A good analogy is what would happen if you took the game but flipped the pixels in some deterministic way so that the screen would look like noise to a human. A key would no longer be a key, but the structure is still the same. If someone asked you to solve Montezuma's revenge with that representation, you would not be able to. Does that make you stupid or non-human? So, because these games require human world knowledge, solving them in the same way as simpler games is kind of besides the point.
While Never Give Up (NGU) is not fundamentally new, it is an important step in computers learning. You need to be able to generalize solutions to problems where you don't have contextual information. Imagine if you were a caveman and asked to operate an iPhone. You're not stupid if you don't know how, but if I tell you, "never give up", and put you in a room for 5 years I'd expect some results from a sentient being. This is an important process too.
We would be much closer to good AI if it can figure things out by itself instead of being constantly fed "clean" data.
Does it teach us anything fundamentally new? No, it still has horrible sample complexity and does not generalize to anything outside of Atari unless you completely re-tune it. And I don't mean re-train. I mean changing the architecture and assumptions. That's different from projects such as e.g. AlphaZero or MuZero.

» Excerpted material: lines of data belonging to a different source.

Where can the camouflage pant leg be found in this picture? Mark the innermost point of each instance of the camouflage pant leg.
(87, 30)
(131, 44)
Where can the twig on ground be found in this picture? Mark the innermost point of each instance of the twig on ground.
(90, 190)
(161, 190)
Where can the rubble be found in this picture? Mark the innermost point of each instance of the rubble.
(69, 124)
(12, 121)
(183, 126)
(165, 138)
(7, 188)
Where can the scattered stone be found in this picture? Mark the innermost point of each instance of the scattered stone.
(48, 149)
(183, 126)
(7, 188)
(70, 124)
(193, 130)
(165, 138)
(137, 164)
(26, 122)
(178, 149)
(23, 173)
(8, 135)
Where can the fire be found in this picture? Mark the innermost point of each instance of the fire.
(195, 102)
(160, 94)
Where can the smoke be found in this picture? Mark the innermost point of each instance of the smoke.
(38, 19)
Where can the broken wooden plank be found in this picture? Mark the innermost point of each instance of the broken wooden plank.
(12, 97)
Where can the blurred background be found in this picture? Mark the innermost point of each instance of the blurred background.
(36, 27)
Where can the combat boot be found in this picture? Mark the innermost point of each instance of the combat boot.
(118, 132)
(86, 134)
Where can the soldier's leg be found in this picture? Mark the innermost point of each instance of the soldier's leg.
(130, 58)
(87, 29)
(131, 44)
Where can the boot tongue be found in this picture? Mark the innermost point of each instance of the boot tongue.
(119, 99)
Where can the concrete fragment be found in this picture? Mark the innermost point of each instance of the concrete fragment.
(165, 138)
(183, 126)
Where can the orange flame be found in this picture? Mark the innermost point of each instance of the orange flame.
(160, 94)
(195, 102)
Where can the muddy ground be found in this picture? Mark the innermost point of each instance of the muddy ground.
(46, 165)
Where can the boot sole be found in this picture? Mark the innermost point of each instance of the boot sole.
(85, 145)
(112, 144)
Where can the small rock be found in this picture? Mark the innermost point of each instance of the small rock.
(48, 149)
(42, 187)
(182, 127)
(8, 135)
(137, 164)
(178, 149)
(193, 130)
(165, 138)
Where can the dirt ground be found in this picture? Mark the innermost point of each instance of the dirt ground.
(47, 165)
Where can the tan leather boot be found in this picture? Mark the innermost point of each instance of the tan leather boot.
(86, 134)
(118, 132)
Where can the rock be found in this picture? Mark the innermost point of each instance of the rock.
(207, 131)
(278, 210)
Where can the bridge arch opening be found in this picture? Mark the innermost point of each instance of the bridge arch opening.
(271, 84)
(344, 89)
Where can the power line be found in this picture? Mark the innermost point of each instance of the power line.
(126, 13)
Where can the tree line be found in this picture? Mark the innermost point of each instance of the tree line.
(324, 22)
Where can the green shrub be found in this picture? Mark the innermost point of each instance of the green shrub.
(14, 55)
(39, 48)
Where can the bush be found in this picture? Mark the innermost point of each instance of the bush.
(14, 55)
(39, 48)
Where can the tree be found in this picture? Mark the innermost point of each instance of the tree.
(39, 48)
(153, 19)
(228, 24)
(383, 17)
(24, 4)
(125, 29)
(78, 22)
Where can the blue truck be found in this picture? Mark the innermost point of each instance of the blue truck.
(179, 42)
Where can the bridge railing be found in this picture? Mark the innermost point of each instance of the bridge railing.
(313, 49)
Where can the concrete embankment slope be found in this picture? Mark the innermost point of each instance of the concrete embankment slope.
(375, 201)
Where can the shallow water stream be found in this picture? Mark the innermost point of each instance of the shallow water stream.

IMO this would've been more appropriate to be published as an open-source system so that it can be applied and tuned to other problems as opposed to a research paper. As research, nobody outside of DeepMind can ever reproduce this.
You are completely changing the topic with this:
> While Never Give Up (NGU) is not fundamentally new, it is an important step in computers learning. You need to be able to generalize solutions to problems where you don't have contextual information
We're not even talking about NGU, we're talking about the paper linked in this post. This specific paper proposes little new in that regard. It just engineers a system to do this specifically for Atari games by taking a previous paper and changing some parameters. Neat, but it's not some kind of breakthrough.
I thought it was interesting that they let the agent learn the exploration/exploitation tradeoff, also combining memory and intrinsic motivation.
Another contribution of this paper would be that they showed all these tricks can build on each other, thus, are complementary.
Humans brains are also a bag of tricks fine-tuned to the goal and requirements of making more humans.
The fundamental question is, is a representational (contextual) bootstrap required in the long run for a contained computational system to perform at human level across a large number of domains? This isn't a solved problem.
So yes, AI would be better if it could "figure things out by itself" however humans don't "figure things out by themselves" they come pre-wired with a lot out of the box and a lot of help cleaning the data (parents, teachers, literal labels etc...)
You mean, almost like a human baby?
Keep in mind DeepMind has a lot of money for PR - but nice prose and diagrams shouldn't affect your judgement of whether something is important or not!